Now, Beltran says things have changed, “I teach a whole class on historical trauma and healing, and it’s always one of the classes that fills right away,” she says. “And that, to me, is progress.”
When she was working on her master’s degree in social work, she says, she noticed that all the evidence-based practice methods she learned in grad school weren’t enough.
“They were just like this kind of mainstream approach to therapy that was created out of mainly white, middle-class families,” Beltran recalls. “And so maybe it will be translated into Spanish, but for me, what I was seeing was that those practices weren’t really generating much healing.”
Now when you teach, Beltran stresses that decolonization can take many different forms, depending on the experience of the therapist and the shared experiences of the community the therapist is trying to reach.
She highlights three key aspects of culturally responsive therapy: building authentic relationships, ensuring community representation, and reconnecting with one’s cultural background. Like Teng, Beltran is particularly interested in working with clients to help them see their culture as a form of intergenerational strength, rather than suffering.
Growing need for culturally responsive therapy
While healers like Beltran and Ting are committed to making treatment more inclusive, communities of color continue to struggle for access to healers. Teng gets a lot of people calling her who she can’t help. “I’m only licensed to see people in my area, and there are a lot of people who are interested. It breaks my heart every time, as I can’t provide support.”
She points out that this is especially common for clients who live in areas with few doctors available. “I had one from Kansas recently, who was like, ‘We don’t have any Khmer healers anywhere in the state. Unfortunately, I cannot provide this service.
Teng knows what it’s like to not be able to access treatment. “I myself did not have a psychotherapist practice the way I did until recently,” she says.
Teng says there have been some recent moves in the right direction. Organizations such as Inclusive Therapists have created the BIPOC Therapy Fund to provide financial assistance for at least four initial sessions for people seeking color therapy.
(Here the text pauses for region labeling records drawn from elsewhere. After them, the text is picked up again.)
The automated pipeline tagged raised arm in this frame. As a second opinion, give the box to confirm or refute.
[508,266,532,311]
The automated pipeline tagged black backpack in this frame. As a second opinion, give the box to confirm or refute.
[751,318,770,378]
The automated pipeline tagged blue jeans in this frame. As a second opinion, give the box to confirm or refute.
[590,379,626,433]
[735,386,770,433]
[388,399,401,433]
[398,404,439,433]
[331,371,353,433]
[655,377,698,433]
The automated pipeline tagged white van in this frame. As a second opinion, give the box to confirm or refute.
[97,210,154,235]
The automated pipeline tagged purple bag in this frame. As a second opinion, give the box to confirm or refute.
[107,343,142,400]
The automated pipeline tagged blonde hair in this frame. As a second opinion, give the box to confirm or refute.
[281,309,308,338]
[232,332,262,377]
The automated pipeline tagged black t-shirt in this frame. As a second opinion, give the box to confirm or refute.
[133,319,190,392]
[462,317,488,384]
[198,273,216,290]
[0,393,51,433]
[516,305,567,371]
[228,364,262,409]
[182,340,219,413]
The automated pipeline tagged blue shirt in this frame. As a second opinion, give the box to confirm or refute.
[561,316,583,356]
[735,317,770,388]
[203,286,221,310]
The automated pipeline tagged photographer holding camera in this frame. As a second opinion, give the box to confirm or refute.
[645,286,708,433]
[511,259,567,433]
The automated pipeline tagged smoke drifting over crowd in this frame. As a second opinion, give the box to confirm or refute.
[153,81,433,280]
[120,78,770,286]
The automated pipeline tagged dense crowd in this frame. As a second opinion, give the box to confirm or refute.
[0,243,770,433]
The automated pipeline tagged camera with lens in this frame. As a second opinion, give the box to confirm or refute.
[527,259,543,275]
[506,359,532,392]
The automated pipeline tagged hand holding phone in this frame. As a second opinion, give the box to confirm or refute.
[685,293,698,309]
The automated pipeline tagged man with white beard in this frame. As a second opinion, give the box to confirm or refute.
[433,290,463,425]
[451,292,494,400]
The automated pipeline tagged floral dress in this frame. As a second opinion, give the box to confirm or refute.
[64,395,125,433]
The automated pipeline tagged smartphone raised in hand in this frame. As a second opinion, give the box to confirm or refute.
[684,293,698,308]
The Asian Mental Health Group has also set up the Lotus Therapy Fund to provide financial support to Asian treatment seekers for eight sessions.
The largest professional organization for psychologists in the United States also promises to make a difference. Last year, the American Psychological Association issued a formal apology for its role in what it described as “the promotion, perpetuation, and failure to challenge racism, racial discrimination, and the human hierarchy in the United States.”
The APA promised to support more research focused on non-Western perspectives, provide more access to culturally competent training, and create more opportunities for people of color to enter the field of psychology. In August, the organization committed $1.1 million to a new Racial Justice Fund to implement these three goals.
Teng says she hopes to see more money dedicated to helping people of color access treatment that acknowledges their histories and experiences.
“There’s no way we can just say we’re going to look at this from a cultural perspective without actually looking through a historical intergenerational lens,” she says. “And so, it has to be inclusive and interdependent in order to truly honor the human being in front of you.”